Enfin, Fandor a besoin d’histoires à raconter. Le lectorat ne se passionne pas pour le vide-grenier de Landerneau, ou que la fermeture d’une boulangerie à Faucogney. Il faut plus de sensation pour vendre du papier. La rivalité entre Juve et Fantômas est du pain béni pour le journaliste du Point du Jour. Comme le lui fait remarquer Hélène :
Mettons un peu de rêve et d’imagination dans ce que tu écris. Tiens, s’il n’existait pas il faudrait l’inventer!
Ainsi, Fantômas doit réussir ses crimes afin que quelqu’un lui court après, sans jamais l’attraper. On l’aperçoit mais sans l’arrêter – dans l’intérêt de tout le monde.
Il est là, il est là!!
Fandor peut commenter le spectacle, et la boucle est bouclée.
Ces trois hommes vont donc passer un accord tacite. Fantômas fait passer un message très clair à Fandor. Il a besoin de lui et il ne lui fera pas de mal. Leurs destins sont liés.
À l’avenir tout se passera sans douleur pour toi, à condition que tu m’obéisses. Désormais, ta vie ne dépend plus que de toi. Et n’oublie jamais que pour toujours maintenant, tu m’appartiens.
Juve est un ambitieux qui veut être dans la lumière. Il a besoin d’une caisse de résonance. C’est pourquoi il n’a de cesse de gesticuler. Il en fait des tartines à base d’euphémismes pour mieux faire monter la sauce autour de Fantômas à travers quelques déclarations tapageuses dans les médias pour que l’on s’intéresse à lui.
Fantômas n’est qu’un assassin comme les autres. Un homme comme vous et moi mesdames et messieurs. Des crimes, il en a commis mais le nombre de ses victimes est dérisoire comparativement à celui des accidents de la circulation. Tu peux trembler Fantômas!
C’est très bien car Fandor a aussi besoin de quelqu’un qui fasse du bruit. Le journaliste et le commissaire sont dans le même bateau.

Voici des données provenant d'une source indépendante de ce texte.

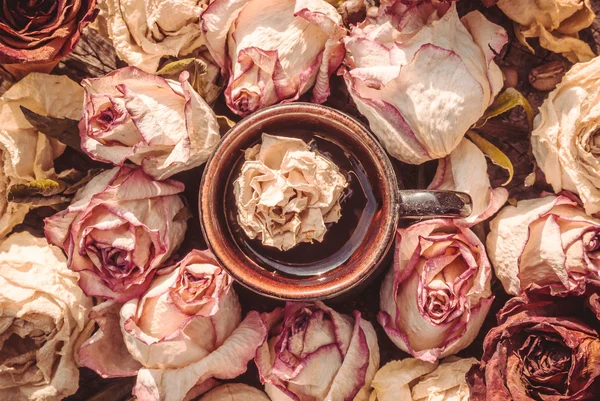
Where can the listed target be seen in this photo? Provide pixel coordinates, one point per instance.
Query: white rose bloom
(42, 315)
(566, 135)
(25, 154)
(416, 380)
(144, 31)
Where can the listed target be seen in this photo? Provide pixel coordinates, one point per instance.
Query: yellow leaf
(46, 187)
(495, 155)
(225, 124)
(507, 100)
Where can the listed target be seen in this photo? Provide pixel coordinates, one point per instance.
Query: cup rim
(266, 283)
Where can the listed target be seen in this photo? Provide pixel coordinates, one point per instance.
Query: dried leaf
(493, 153)
(507, 100)
(118, 390)
(62, 129)
(81, 180)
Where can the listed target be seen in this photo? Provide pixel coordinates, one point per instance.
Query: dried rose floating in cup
(287, 193)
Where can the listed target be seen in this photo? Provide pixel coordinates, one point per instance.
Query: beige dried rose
(25, 154)
(286, 193)
(555, 22)
(415, 380)
(566, 135)
(144, 31)
(550, 242)
(43, 313)
(235, 392)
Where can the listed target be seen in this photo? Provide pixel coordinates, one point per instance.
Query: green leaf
(493, 153)
(64, 130)
(507, 100)
(178, 66)
(37, 188)
(117, 390)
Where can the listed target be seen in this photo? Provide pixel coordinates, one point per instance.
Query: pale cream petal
(286, 193)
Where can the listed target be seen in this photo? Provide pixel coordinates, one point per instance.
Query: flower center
(19, 345)
(546, 364)
(115, 261)
(27, 15)
(593, 143)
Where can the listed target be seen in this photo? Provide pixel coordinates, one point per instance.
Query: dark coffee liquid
(342, 238)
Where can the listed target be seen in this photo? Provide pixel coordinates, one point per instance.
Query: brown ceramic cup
(359, 261)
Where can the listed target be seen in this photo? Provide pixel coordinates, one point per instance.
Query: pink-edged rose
(549, 241)
(315, 353)
(162, 125)
(119, 229)
(273, 51)
(435, 298)
(178, 337)
(35, 35)
(422, 76)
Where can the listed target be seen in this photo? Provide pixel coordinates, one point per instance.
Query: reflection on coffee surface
(301, 207)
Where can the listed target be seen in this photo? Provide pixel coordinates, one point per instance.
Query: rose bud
(549, 242)
(555, 22)
(161, 125)
(566, 135)
(145, 31)
(43, 314)
(422, 76)
(235, 392)
(25, 154)
(315, 353)
(119, 229)
(415, 380)
(34, 36)
(273, 52)
(182, 334)
(435, 298)
(465, 170)
(545, 348)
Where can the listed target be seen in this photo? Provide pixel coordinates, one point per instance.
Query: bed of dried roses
(116, 279)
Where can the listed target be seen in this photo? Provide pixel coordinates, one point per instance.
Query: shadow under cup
(330, 275)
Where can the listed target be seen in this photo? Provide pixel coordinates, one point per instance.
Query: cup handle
(430, 204)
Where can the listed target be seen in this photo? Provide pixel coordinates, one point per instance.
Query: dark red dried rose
(36, 34)
(546, 348)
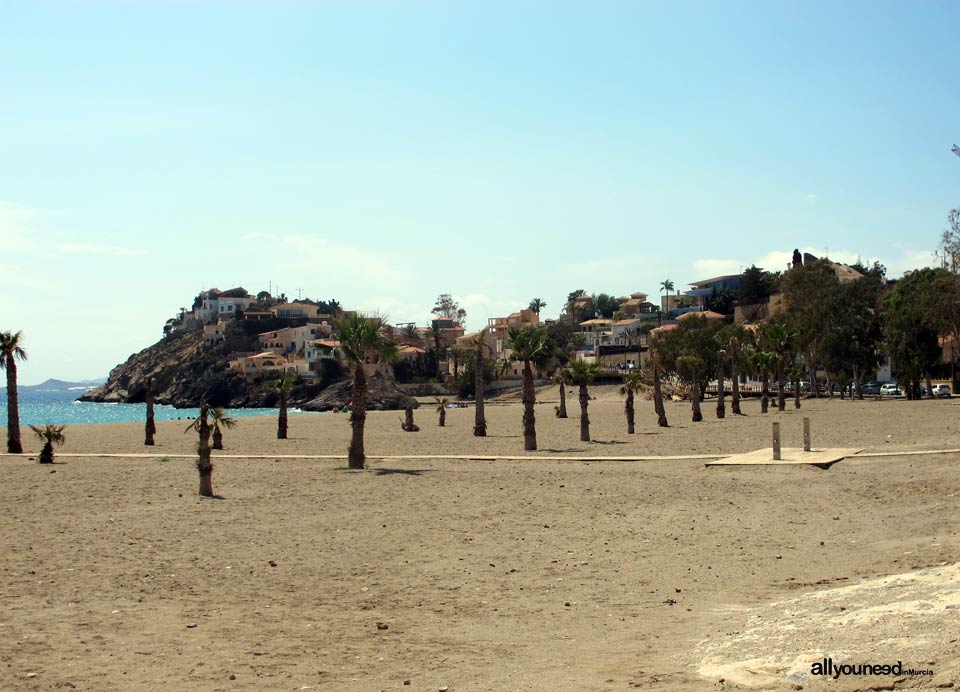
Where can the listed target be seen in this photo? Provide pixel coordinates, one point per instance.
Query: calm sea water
(59, 407)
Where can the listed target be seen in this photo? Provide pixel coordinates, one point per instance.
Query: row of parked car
(891, 389)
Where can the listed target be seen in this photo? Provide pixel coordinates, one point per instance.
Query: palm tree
(50, 435)
(360, 339)
(282, 388)
(689, 368)
(479, 420)
(562, 378)
(150, 426)
(529, 345)
(582, 374)
(220, 418)
(765, 362)
(442, 409)
(631, 385)
(204, 465)
(457, 354)
(721, 408)
(781, 340)
(666, 285)
(657, 390)
(11, 350)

Ces trois hommes deviennent clients les uns des autres (cf Le Bon, la Brute et le Truand). Ils sont tellement complices que leur identité ne compte même plus. Fantômas a-t-il seulement commis le crime dont on l’accuse ? Juve est-il Fantômas ? Fantômas est-il Fandor ? Peu importe, ils ont trouvé la recette. Leur stratégie est en place.
C’était simple.
Bien sûr, ils font semblant de ne pas s’être mis d’accord, sinon on pourrait facilement les accuser d’entente délictueuse. Personne ne doit découvrir le pot aux roses. Mais en réalité, ils marchent en circuit fermé. Le courant électrique circule tant que chacun est bien dans son rôle.
L’humanité! Quel merveilleux spectacle de marionnettes. Comment pourrais-je m’ennuyer ?
Fantômas, Juve et Fandor sont trois facteurs d’une équation mathématique qui fonctionne à merveilles.
Sympa de commenter aussi ce genre de film populaire. Et en plus, avec humour !
Merci Desman. Oui, il n’y a rien que l’on ne puisse, au moins essayer, d’expliquer. La série des Fantômas donne lieu à quelques interprétations à travers cette triangulaire entre le crime, la police et les médias.